Acronyme de « Experimental Prototype Community Of Tomorrow » ou « Prototype expérimental d’une communauté du futur », Epcot est un projet de ville imaginé par Walt Disney dans les dernières années de sa vie.

La ville devait accueillir vingt mille habitants et être aménagée sous la forme d’un cercle, les bureaux et les zones commerciales étant situés en son centre, les bâtiments publics, écoles et zones sportives autour, les zones résidentielles sur le pourtour. Les transports devaient être assurés par des monorails et des voitures électriques, le trafic automobile se faisant de façon souterraine. Un dôme géant aurait couvert la ville afin de réguler le climat.
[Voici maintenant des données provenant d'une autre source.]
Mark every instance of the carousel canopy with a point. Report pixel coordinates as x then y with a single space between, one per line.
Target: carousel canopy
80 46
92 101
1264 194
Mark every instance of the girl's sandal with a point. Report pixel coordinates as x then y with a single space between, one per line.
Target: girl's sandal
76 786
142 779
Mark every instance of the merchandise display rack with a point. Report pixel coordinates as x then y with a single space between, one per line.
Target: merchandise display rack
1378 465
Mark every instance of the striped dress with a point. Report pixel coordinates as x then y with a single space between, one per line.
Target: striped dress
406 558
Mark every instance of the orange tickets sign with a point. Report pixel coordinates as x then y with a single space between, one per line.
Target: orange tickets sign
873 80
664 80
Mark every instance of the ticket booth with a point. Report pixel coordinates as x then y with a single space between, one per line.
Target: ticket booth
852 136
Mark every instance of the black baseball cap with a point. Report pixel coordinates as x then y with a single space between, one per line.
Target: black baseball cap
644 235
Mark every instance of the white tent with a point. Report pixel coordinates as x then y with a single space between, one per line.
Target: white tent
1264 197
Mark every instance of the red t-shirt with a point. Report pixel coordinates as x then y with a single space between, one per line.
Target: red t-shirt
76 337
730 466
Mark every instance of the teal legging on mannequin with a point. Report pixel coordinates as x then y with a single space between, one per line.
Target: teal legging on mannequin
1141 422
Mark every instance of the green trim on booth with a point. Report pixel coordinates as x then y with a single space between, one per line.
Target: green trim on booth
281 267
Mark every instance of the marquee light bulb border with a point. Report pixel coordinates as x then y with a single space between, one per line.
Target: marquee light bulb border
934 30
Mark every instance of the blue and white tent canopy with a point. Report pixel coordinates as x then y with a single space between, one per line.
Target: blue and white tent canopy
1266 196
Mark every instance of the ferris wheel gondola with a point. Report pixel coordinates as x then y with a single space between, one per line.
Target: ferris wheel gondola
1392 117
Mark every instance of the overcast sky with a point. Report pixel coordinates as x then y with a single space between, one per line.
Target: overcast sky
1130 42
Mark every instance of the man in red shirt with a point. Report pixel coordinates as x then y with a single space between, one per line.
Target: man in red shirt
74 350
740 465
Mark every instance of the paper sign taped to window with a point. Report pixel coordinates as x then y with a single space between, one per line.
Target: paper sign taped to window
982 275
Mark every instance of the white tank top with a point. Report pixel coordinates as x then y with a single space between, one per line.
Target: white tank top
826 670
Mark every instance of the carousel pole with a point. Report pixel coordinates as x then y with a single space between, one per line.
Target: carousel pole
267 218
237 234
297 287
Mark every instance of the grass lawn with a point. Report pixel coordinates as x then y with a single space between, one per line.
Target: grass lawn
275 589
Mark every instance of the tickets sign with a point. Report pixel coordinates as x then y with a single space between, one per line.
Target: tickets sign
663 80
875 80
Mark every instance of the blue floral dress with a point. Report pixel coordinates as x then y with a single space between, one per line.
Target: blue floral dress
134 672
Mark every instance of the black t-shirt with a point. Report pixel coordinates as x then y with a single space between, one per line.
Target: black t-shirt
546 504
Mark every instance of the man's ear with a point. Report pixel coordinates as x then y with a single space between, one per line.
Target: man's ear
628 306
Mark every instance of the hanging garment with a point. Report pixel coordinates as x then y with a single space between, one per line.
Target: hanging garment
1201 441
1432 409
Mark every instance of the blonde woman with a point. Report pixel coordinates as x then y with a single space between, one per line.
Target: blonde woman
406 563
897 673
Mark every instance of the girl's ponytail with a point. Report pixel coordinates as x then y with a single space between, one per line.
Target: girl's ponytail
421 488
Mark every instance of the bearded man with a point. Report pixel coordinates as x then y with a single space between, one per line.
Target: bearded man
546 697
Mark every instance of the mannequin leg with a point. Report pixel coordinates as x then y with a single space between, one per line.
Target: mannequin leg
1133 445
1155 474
Pour Walt Disney dit, cela devait être « une communauté planifiée et contrôlée, une vitrine de l’industrie, de la recherche et des écoles américaines, des opportunités de la culture et de l’éducation. Dans EPCOT il n’y aura aucun ghetto parce que nous ne les laisserons pas se développer. Il n’y aura aucun propriétaire terrien et donc aucun contrôle de vote. Les gens loueront des maisons au lieu de les acheter, et à de modestes loyers. Il n’y aura aucun retraité ; chacun doit être employé.« 

Disney mourut sans voir le projet se concrétiser qui devint au fil du temps un simple parc d’attraction.

La fondation de la ville d’Epcot dans la zone aurait signifié que les pouvoirs du Reedy Creek Improvement District (RCID) auraient été éparpillés entre les différents propriétaires terriens d’EPCOT. C’est d’ailleurs pour prévenir ce risque de dilution que la Walt Disney Company a décidé des années plus tard d’exclure la ville de Celebration du périmètre du RCID.

Célébration, Floride

Fondée en 1994, Celebration est une ville privée américaine, située en Floride, au Sud-Ouest de l’agglomération d’Orlando, à proximité du parc d’attractions Walt Disney World Resort.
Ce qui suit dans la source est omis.